3. Write up should not exceed 4 pages (not including diagrams and any other illustrations)
4. Deadline – MONDAY!!!

Wednesday, May 01, 2002

Checking in again... the librarian is a bitch. Seriously. Am going to glare at her later when returning the card.

Maybe there is something about being above 45 years of age and not being married that makes these women paranoid and grumpy and unreasonable. Am praying not to be like her. Am hoping to have happily fufilled married life and not be like bitch librarian.
Ok, nothing much coz, nearly scratched my wound, the one that was healing.

Shall endevour, from today on, to be worldly, sophisticated, savvy woman of the world.
Am going to be like Bridget -- Aloof, Unavailable, Ice Queen.

Come to think of it, doesn't really fit the idea of a white lilies island. Aloof, Unavailable, Ice Queen, I mean. Idea of White Lilies Island is cosy and warm and friendly. Desn't really fit with the idea of Ice Queen. Shucks.

hi, i'm just checking in. Am in school now. Am totally bored. Am going to adopt Bridget Jones style of speaking...GAAAHHH!!
ok, for the more funny events of the BBQ. I couldn't leave that out or I would be quite biased to the BBQ.

I guess the most hilarious thing to happen is the fact that my friends and I were hoarding pieces of beef!!! Ah Ming and P.S were into this. We were washing the raw beef that we were about to BBq when it struck us to take the best pieces of beef available. Anyway, I cannot really disclose why they are the best, this journal is public after all. But let's just say we kept a very sharp eye on our pieces of beef... we even kept them in a seperate plastic bag. Ok, so we are sly, but don't everybody look out for their own interests?

If you really want to know, the pieces of beef that we hoarded didn't turn out to taste that good. In fact, it feels elastic, very much like rubberband. oh well.

We went to the beach later. It wasn't much of a beach, more of seaside thing. But the view of Malaysia from the causeway is pretty. The lights are so colorful and everything seems so, i don't know, serene. It is pretty.

:+:*Lost in thought, Christine*:+:
hi there, i am back here. the wound's much better and, well, not as gross.

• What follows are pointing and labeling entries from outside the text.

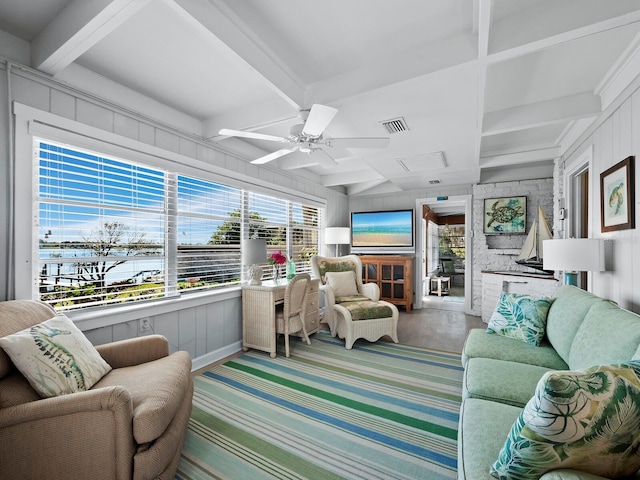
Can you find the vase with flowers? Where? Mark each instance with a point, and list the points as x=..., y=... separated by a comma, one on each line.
x=277, y=259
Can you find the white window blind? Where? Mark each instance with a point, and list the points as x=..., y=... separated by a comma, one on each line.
x=288, y=227
x=101, y=229
x=113, y=231
x=208, y=243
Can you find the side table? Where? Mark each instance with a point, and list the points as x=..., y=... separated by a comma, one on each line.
x=440, y=285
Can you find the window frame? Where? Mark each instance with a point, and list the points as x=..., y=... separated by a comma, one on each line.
x=31, y=123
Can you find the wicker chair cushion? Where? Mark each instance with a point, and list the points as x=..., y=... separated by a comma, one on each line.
x=367, y=310
x=342, y=283
x=325, y=266
x=351, y=298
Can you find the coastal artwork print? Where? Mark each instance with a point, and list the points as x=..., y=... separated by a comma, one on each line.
x=505, y=215
x=382, y=229
x=617, y=197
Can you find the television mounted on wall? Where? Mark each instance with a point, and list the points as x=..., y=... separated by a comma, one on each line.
x=390, y=231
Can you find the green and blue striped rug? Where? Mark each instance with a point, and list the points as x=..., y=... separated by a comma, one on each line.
x=378, y=411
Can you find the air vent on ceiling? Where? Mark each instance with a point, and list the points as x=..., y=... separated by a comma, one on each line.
x=395, y=125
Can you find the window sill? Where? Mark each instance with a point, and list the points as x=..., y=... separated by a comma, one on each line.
x=104, y=317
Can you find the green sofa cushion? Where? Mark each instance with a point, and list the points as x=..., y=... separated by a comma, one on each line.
x=588, y=420
x=570, y=306
x=485, y=345
x=506, y=382
x=608, y=334
x=482, y=430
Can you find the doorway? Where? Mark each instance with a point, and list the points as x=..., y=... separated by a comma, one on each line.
x=443, y=245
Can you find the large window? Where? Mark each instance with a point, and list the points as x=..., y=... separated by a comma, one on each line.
x=113, y=231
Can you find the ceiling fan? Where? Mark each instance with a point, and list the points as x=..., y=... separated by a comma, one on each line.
x=307, y=136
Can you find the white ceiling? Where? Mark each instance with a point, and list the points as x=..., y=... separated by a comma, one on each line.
x=490, y=89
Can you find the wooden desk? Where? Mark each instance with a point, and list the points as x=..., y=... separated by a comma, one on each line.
x=259, y=303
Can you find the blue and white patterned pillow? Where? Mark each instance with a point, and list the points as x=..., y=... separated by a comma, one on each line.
x=522, y=317
x=55, y=357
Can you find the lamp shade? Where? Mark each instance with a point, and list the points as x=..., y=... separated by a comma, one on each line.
x=254, y=251
x=337, y=235
x=574, y=254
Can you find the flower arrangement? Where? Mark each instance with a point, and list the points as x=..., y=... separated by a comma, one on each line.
x=276, y=258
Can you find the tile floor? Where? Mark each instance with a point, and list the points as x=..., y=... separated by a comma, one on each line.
x=442, y=325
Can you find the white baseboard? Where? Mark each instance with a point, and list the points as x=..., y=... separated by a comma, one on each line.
x=212, y=357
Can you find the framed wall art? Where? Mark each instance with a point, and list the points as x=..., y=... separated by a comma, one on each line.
x=504, y=215
x=617, y=197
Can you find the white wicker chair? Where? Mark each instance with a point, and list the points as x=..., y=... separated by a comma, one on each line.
x=338, y=317
x=291, y=318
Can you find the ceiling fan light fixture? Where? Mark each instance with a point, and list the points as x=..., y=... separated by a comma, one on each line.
x=306, y=147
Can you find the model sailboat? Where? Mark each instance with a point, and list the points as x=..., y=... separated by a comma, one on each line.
x=531, y=253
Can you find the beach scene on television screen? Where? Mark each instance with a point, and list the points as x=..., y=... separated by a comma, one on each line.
x=382, y=229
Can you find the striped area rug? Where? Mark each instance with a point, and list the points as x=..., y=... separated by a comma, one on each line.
x=378, y=411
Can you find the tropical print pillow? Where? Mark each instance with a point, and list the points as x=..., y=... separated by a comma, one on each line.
x=522, y=317
x=586, y=420
x=55, y=357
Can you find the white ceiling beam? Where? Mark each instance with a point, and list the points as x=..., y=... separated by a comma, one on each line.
x=79, y=26
x=362, y=187
x=510, y=159
x=413, y=63
x=572, y=107
x=221, y=22
x=348, y=178
x=564, y=37
x=621, y=74
x=485, y=8
x=268, y=113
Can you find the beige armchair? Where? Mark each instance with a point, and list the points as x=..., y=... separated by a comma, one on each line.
x=129, y=425
x=353, y=312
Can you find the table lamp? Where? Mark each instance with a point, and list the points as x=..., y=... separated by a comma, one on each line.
x=254, y=252
x=337, y=236
x=573, y=255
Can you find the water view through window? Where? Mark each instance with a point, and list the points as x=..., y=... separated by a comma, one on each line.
x=113, y=231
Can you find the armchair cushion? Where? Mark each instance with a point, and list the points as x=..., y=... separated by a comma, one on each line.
x=337, y=264
x=55, y=357
x=342, y=283
x=157, y=389
x=367, y=309
x=351, y=298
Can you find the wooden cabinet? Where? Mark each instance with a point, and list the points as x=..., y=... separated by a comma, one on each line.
x=394, y=276
x=494, y=283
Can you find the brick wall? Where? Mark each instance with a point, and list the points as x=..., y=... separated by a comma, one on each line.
x=499, y=252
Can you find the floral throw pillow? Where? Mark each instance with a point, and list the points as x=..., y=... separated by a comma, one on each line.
x=586, y=420
x=55, y=357
x=522, y=317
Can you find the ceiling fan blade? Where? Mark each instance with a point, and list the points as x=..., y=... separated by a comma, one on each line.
x=319, y=118
x=323, y=158
x=273, y=156
x=377, y=142
x=256, y=136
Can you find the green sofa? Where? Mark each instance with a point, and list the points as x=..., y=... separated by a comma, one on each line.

I am going to talk about the BBQ that I had at a friend's home yesterday. It was a class event thing and well, I will be lying if I said I had the time of my life. It was an okay thing overall. I don't feel particularly ecstatic about it or anything, no offense to anyone, it is just me, I guess. But the weirdest thing is that in the middle of the BBQ, I felt like going home!!! It was like this homesick feeling just came over me and I cannot enjoy myself. I don't know why, but maybe it's seeing my classmates for too long a period of time in school and having to see them again at night just makes me feel like bailing. And I hadn't seen my parents for the whole day. It makes me sad.